Department of Chronic Disease Epidemiology, Yale School of Public Health, New Haven, Connecticut 06510
G3 (Bethesda). 2016 Jul 7;6(7):2043-50. doi: 10.1534/g3.116.028563.
The identification of statistical SNP-SNP interactions may help explain the genetic etiology of many human diseases, but exhaustive genome-wide searches for these interactions have been difficult, due to a lack of power in most datasets. We aimed to use data from the Resource for Genetic Epidemiology Research on Adult Health and Aging (GERA) study to search for SNP-SNP interactions associated with 10 common diseases. FastEpistasis and BOOST were used to evaluate all pairwise interactions among approximately N = 300,000 single nucleotide polymorphisms (SNPs) with minor allele frequency (MAF) ≥ 0.15, for the dichotomous outcomes of allergic rhinitis, asthma, cardiac disease, depression, dermatophytosis, type 2 diabetes, dyslipidemia, hemorrhoids, hypertensive disease, and osteoarthritis. A total of N = 45,171 subjects were included after quality control steps were applied. These data were divided into discovery and replication subsets; the discovery subset had > 80% power, under selected models, to detect genome-wide significant interactions (P < 10(-12)). Interactions were also evaluated for enrichment in particular SNP features, including functionality, prior disease relevancy, and marginal effects. No interaction in any disease was significant in both the discovery and replication subsets. Enrichment analysis suggested that, for some outcomes, interactions involving SNPs with marginal effects were more likely to be nominally replicated, compared to interactions without marginal effects. If SNP-SNP interactions play a role in the etiology of the studied conditions, they likely have weak effect sizes, involve lower-frequency variants, and/or involve complex models of interaction that are not captured well by the methods that were utilized.

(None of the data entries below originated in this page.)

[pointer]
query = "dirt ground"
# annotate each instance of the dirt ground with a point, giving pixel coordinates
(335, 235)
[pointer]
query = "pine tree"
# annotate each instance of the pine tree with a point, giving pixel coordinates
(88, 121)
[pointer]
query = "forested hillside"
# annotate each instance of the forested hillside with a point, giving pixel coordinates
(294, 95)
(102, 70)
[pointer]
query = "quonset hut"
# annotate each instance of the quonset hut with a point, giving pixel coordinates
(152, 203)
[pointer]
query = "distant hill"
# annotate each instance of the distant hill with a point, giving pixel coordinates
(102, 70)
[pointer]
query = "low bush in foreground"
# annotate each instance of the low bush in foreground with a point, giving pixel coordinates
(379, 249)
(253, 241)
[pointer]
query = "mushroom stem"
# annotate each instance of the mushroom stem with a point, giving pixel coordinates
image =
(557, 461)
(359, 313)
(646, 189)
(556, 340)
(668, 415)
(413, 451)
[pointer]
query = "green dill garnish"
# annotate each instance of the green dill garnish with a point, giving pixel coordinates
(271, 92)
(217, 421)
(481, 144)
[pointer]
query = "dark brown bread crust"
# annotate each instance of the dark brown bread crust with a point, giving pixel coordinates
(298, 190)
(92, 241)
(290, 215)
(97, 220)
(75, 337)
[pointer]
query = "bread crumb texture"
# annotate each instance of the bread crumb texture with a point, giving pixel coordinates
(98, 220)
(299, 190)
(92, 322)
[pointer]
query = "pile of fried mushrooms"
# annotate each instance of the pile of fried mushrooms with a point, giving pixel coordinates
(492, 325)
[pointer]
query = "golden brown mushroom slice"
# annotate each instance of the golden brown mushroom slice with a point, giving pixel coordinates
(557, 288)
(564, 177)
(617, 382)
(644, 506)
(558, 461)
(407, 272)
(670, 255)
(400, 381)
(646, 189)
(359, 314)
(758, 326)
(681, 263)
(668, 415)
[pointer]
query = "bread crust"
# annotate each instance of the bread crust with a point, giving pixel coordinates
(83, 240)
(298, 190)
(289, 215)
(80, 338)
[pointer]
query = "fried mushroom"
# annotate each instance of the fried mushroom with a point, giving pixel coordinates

统计性单核苷酸多态性(SNP)-SNP相互作用的识别可能有助于解释许多人类疾病的遗传病因,但由于大多数数据集缺乏检验效能,对这些相互作用进行全基因组范围的详尽搜索一直很困难。我们旨在利用成人健康与衰老遗传流行病学研究资源(GERA)的数据,搜索与10种常见疾病相关的SNP-SNP相互作用。使用FastEpistasis和BOOST软件,针对变应性鼻炎、哮喘、心脏病、抑郁症、皮肤癣菌病、2型糖尿病、血脂异常、痔疮、高血压病和骨关节炎的二分结局,评估了次要等位基因频率(MAF)≥0.15的约N = 300,000个单核苷酸多态性(SNP)之间的所有成对相互作用。在应用质量控制步骤后,共纳入了N = 45,171名受试者。这些数据被分为发现集和验证集;在选定模型下,发现集有超过80%的检验效能来检测全基因组显著的相互作用(P < 10^(-12))。还评估了相互作用在特定SNP特征(包括功能、既往疾病相关性和边际效应)方面的富集情况。在发现集和验证集中,任何疾病的相互作用均无显著意义。富集分析表明,对于某些结局,与无边际效应的相互作用相比,涉及有边际效应SNP的相互作用更有可能被名义上验证。如果SNP-SNP相互作用在所研究疾病的病因中起作用,它们可能效应大小较弱,涉及低频变异,和/或涉及所使用方法未能很好捕捉的复杂相互作用模型。